Few days off...rested and refocused. There is no reason why we should lose this game.
Detroit (10-6) at San Antonio (9-7) Preview
Game info: 8:30 pm EST Tue Dec 2, 2008
TV: Away: FSN-Detroit Home: My35
By Justin Einhorn
Because they haven’t been to the NBA finals since 2005 when they lost to the San Antonio Spurs, the Detroit Pistons have made some big changes. They don’t seem to be working.
While the core of the Pistons appears troubled, the Spurs only recently got theirs intact going into the teams’ matchup on Tuesday in San Antonio.
Since the Spurs beat them to win the 2004-05 championship, the Pistons have switched coaches twice, let Ben Wallace go and last month, traded Chauncey Billups to Denver to get Allen Iverson.
Detroit (10-6) has only managed to split its 12 games since Iverson joined the team, and he caused a distraction by skipping Thanksgiving practice. That incident prompted coach Michael Curry, in his first season replacing the fired Flip Saunders, to keep Iverson out of the starting lineup for the next game and the star guard was fined.
Now Iverson may be unhappy with his playing time, and he might not be the only Detroit player feeling that way.
Iverson has averaged less than 31 minutes and 13.4 points over the last five games. Those numbers are more than 10 minutes and 14 points below his career averages.

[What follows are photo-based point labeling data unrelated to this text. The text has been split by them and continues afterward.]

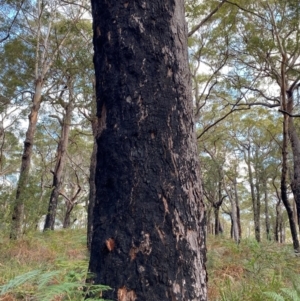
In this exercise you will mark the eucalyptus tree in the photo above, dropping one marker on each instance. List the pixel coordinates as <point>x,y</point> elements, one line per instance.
<point>267,71</point>
<point>148,240</point>
<point>37,33</point>
<point>75,58</point>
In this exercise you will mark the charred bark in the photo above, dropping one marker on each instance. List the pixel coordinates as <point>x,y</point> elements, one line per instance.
<point>92,195</point>
<point>149,230</point>
<point>283,186</point>
<point>18,208</point>
<point>295,144</point>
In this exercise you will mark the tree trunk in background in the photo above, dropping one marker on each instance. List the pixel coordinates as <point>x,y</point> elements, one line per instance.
<point>267,218</point>
<point>18,208</point>
<point>61,154</point>
<point>92,196</point>
<point>255,201</point>
<point>149,229</point>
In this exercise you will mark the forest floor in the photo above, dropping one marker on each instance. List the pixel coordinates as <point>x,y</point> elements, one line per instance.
<point>52,266</point>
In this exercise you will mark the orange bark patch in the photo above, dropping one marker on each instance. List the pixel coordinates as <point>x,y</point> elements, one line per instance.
<point>110,244</point>
<point>125,295</point>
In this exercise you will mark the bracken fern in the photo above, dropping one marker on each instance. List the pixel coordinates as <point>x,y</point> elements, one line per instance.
<point>52,284</point>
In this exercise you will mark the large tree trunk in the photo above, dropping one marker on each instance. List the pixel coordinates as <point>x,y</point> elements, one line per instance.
<point>58,172</point>
<point>149,229</point>
<point>18,209</point>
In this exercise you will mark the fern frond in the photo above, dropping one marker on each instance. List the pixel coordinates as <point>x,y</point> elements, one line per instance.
<point>274,296</point>
<point>53,291</point>
<point>46,277</point>
<point>19,280</point>
<point>291,294</point>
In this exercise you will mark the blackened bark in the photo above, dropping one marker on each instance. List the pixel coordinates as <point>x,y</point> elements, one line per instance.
<point>149,230</point>
<point>267,218</point>
<point>295,144</point>
<point>283,186</point>
<point>92,195</point>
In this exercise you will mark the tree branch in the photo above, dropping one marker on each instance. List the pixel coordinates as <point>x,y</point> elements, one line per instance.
<point>206,18</point>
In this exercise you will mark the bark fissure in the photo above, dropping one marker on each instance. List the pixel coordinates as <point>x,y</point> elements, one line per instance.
<point>149,197</point>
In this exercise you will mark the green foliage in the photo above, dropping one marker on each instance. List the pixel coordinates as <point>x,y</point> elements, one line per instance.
<point>57,264</point>
<point>51,284</point>
<point>285,294</point>
<point>251,271</point>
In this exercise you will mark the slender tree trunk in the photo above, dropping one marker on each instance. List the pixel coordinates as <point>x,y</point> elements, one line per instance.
<point>92,195</point>
<point>18,208</point>
<point>284,195</point>
<point>295,144</point>
<point>267,218</point>
<point>254,199</point>
<point>58,172</point>
<point>149,229</point>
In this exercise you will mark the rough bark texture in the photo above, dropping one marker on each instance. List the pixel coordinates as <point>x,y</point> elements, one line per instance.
<point>18,209</point>
<point>254,197</point>
<point>92,195</point>
<point>149,230</point>
<point>295,144</point>
<point>283,186</point>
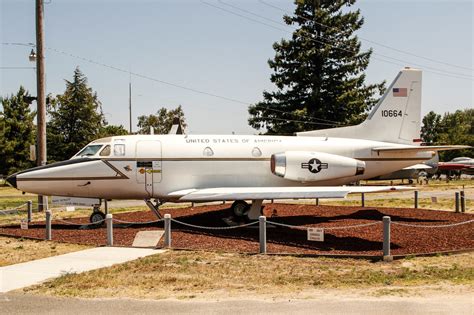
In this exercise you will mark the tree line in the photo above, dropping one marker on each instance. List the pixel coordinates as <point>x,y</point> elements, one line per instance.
<point>319,77</point>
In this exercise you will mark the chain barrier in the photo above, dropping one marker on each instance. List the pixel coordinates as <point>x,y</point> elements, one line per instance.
<point>296,227</point>
<point>131,223</point>
<point>216,227</point>
<point>78,224</point>
<point>352,226</point>
<point>432,226</point>
<point>325,228</point>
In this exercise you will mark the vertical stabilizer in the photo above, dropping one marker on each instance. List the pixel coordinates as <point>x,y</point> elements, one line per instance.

“I’m sitting more right now than I ever have in my career, and my rhythm isn’t there,” said Iverson, shooting 33.9 percent from the field in his last five games. “I’m missing shots that I normally knock down 110 percent of the time, and that’s all on me.”
Tayshaun Prince, meanwhile, was benched for the fourth quarter and played less than 23 minutes Sunday in a 96-85 home loss to Portland. The Pistons were outscored by 23 points when he was on the floor.
“He just wasn’t playing well,” Curry said of Prince, who had played at least 30 minutes in every other game.
Prince was not happy to hear about Curry’s comment, according to what he told the team’s official Web site.
“I thought I was playing pretty good, if you ask me,” said Prince, who was held to 10 points for the second straight game.
“I don’t know what’s going on. Hopefully, (coaches) could have said something after the game and let us know what was going on. They didn’t do it, so I don’t know.”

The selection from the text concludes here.